Le didascalie, però, insistono a prendere piede e mi arrivano sotto forma di foglio A4 e profumate di inchiostro fresco di stampante. “Sei quello con la rosa!” Mi hanno detto. Essere quello con la rosa, spiego, significa che è la rosa a contraddistinguere con orgoglio quelle che sono le mie linee. Vuol dire che sotto la rosa ci sono lettere scritte e di conseguenza parole che sta a me decifrare, leggere e dire ad alta voce. Questa mia versione 2.0, anche se non vedo alcuna lettera, era pronta a prendere il controllo del caso. Il caso inizia con la riga prima del rosa, si estende sulla comprensione di quanti altri colori avrebbero letto insieme a me le lettere sconosciute, e si conclude con il tema della festa: così è stato, e con questa informazione ero già prendendosene cura.
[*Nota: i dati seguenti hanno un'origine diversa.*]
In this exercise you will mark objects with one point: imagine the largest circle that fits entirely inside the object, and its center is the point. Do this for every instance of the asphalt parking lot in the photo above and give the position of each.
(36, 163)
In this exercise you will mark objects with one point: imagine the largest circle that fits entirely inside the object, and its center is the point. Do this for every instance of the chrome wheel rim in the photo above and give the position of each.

Ci chiamavano con ritmo decrescente e il mio cuore, fuori ritmo, lo sentiva contro le dita sudate e intrecciate nel “J+C” sepolto in un secondo cuore bagnato d’amore e d’argento. La stanza era piena, l’aria era calda. C’era un residuo di rossetto rosso sul colletto del mio vestito 3 cm sopra il ginocchio e non volevo saperlo né preoccuparmi. Quando le luci mi hanno abbagliato per la prima volta e quando ho realizzato per la prima volta che la stanza era piena, ho preso il controllo del ritmo. Assicuravo l’ingresso preciso a chi mi diceva: “parli dopo di me, ok?” OK. E quindi l’ingresso era pulito, ovviamente: lo è sempre. Alla carta piena di codici, per me indecifrabili, strizzavo ogni tanto l’occhio, per timore che pensassero che l’inchiostro della stampante e quello rosa del pennarello fossero stati vani. Ho calcolato il ritmo delle parole degli altri, la dimensione della mia macchia rosa rispetto alla loro, e sono partita. Proprio questo, sono andato. Le ho uccise, quelle parole, quando ho perso il controllo del ritmo. Li ho fatti ballare nella mia bocca e acquisire potere nei miei occhi. Ho riscritto la mia danza quando ho dato mano all’ignoto e mi sono reinventata senza forme e senza didascalie. Questi che mi sono stati donati – o tutti gli altri che potrebbero capitarmi – li metto sul mio corpo: identifico il loro significato, uccido la loro forma e li resuscito nella musica. Nessuno sapeva – e non saprà mai (o almeno lo spero) – se seguissi la coreografia. Se rispettassi retoricamente le virgole e le interiezioni oppure il “due a sinistra, due a destra”. Se ti concentri solo sul basso, se chiudi gli occhi e lasci che il ritmo sia il tuo ossigeno, nessuno lo saprà mai.
Sono la mia versione 2.0.
Sono il mio ritmo, sono il mio testo, sono la mia protesta e non voglio didascalie per nulla.